Coca-Cola Co. made some waves Jan. 21 when Chief Sustainability Officer Bea Perez told BBC News that the company wasn't prepared to abandon single-use plastic containers.
She said that switching to aluminum or glass would increase the company's carbon footprint. But she didn't stop there. She said consumers like lightweight, resealable PET bottles and said that dropping PET would hurt sales.
"Business won't be in business if we don't accommodate consumers," Perez said. "So as we change our bottling infrastructure, move into recycling and innovate, we also have to show the consumer what the opportunities are. They will change with us."
The position isn't new. Coke has been saying nice things about plastics for a long time. But the pronouncement made headlines anyway. I suspect that's in part because Coke has a bad reputation in the environmental community. The company is one of the world's biggest users of plastic packaging. Coke makes 110 billion single-use plastic bottles annually.
At the World Economic Forum in Davos, Switzerland, Coke CEO James Quincey talked about progress the company has been making toward a circular economy.
"We've done an amazing job, collectively, of delivering convenience to consumers," he said. "But we have not yet made them easy to recover and reuse. Only with that bit of convenience can we truly have a circular economy that will give value to each bottle."
Greenpeace slammed Coke's announcement.
"As the most recognizable brand in the world, and the biggest plastic bottle user, Coca-Cola has a special responsibility to lead the way in reduction of single-use plastic. Its plan is full of bandages and will do very little in the way of making a meaningful impact on the amount of plastic entering our waterways and food chain," the organization said.
The fact that Coke said this in Europe also played a big role in the amount of attention that the statement generated. Europe is going big against single-use plastics.
Both Coke and its critics are talking about creating a more circular economy. But I would argue that the company isn't doing enough yet. It's been too slow to make the one big move that would make an immediate difference: to support container deposits.
Coke may be inching toward being pro-deposit, but it's not happening fast enough.
That said, we can assume that even if Coke came out in favor of deposits tomorrow, it wouldn't be enough for a big chunk of the company's critics. They'd argue that Coke had its chance a long time ago to make plastics recycling more successful, but it squandered the opportunity. Now nothing less than eliminating single-use plastic will be enough.

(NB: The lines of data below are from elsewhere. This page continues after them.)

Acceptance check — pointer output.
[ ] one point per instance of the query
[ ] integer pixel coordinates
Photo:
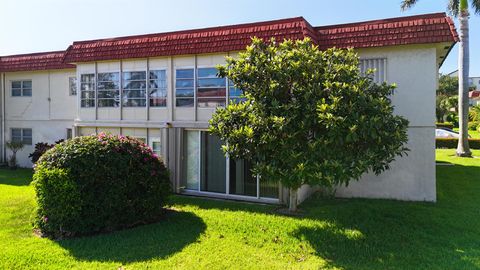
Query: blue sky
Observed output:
(46, 25)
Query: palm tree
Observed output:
(459, 8)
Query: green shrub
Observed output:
(445, 125)
(453, 142)
(98, 183)
(473, 125)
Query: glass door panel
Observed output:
(242, 181)
(191, 159)
(268, 188)
(213, 164)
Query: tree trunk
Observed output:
(292, 203)
(463, 148)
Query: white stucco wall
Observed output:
(48, 112)
(414, 70)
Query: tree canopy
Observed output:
(309, 116)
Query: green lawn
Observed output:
(210, 234)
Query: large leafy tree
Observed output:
(459, 8)
(309, 116)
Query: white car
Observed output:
(442, 133)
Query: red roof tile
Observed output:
(474, 94)
(34, 61)
(421, 29)
(428, 28)
(198, 41)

In some places, the anti-plastics critics already have enough political power to make that vision a reality. Last week we also saw a stunning announcement from China, which announced new policies aimed at restricting the production, sale and use of single-use plastic products.

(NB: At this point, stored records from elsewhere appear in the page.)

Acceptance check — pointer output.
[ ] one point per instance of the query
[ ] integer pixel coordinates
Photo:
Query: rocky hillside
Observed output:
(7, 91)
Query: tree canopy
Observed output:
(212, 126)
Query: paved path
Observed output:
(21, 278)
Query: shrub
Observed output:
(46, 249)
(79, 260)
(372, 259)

A few years ago, I would have been skeptical of China's ability to make good on a goal like that. But after seeing the impact of the National Sword policy on the global plastics recycling market, I'm convinced that China could make this happen.

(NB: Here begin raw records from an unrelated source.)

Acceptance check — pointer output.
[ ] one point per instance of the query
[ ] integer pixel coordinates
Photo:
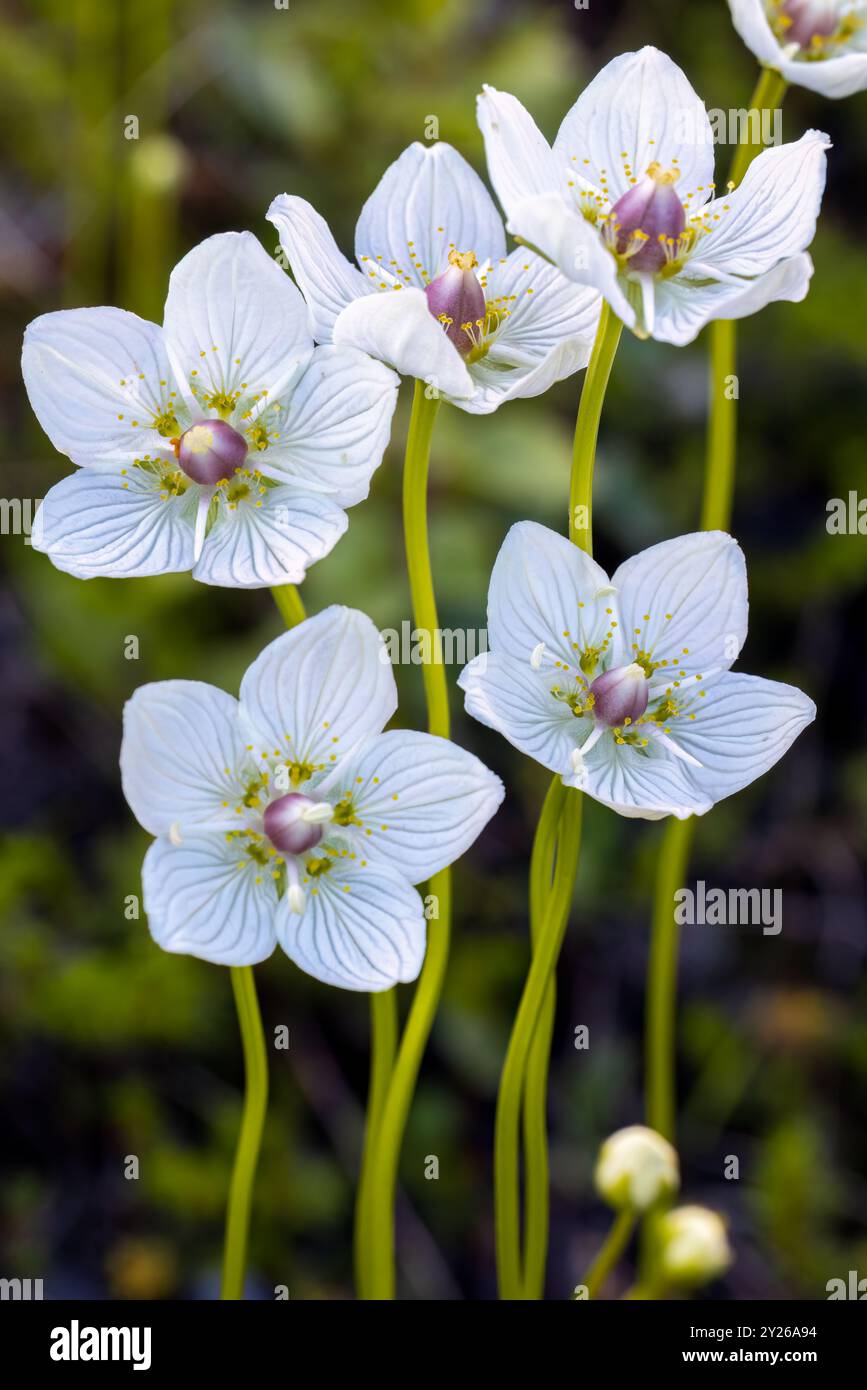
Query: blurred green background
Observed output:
(107, 1045)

Still, I wonder, is that what the majority of the public really wants? I don't buy much soda, tea, sports drinks, juice or water in single-use plastic bottles, but plenty of people do. They vote for plastic with their checkbooks and shopping carts every day.
It's one thing to urge the public to stop using single-use plastics. Let the debate continue, and both sides can use all the science, logic or emotion that they want.
Bans, however, are another matter. Coke is right on that point: Replacing plastic with less sustainable alternative materials that would increase the world's carbon footprint would be a huge mistake.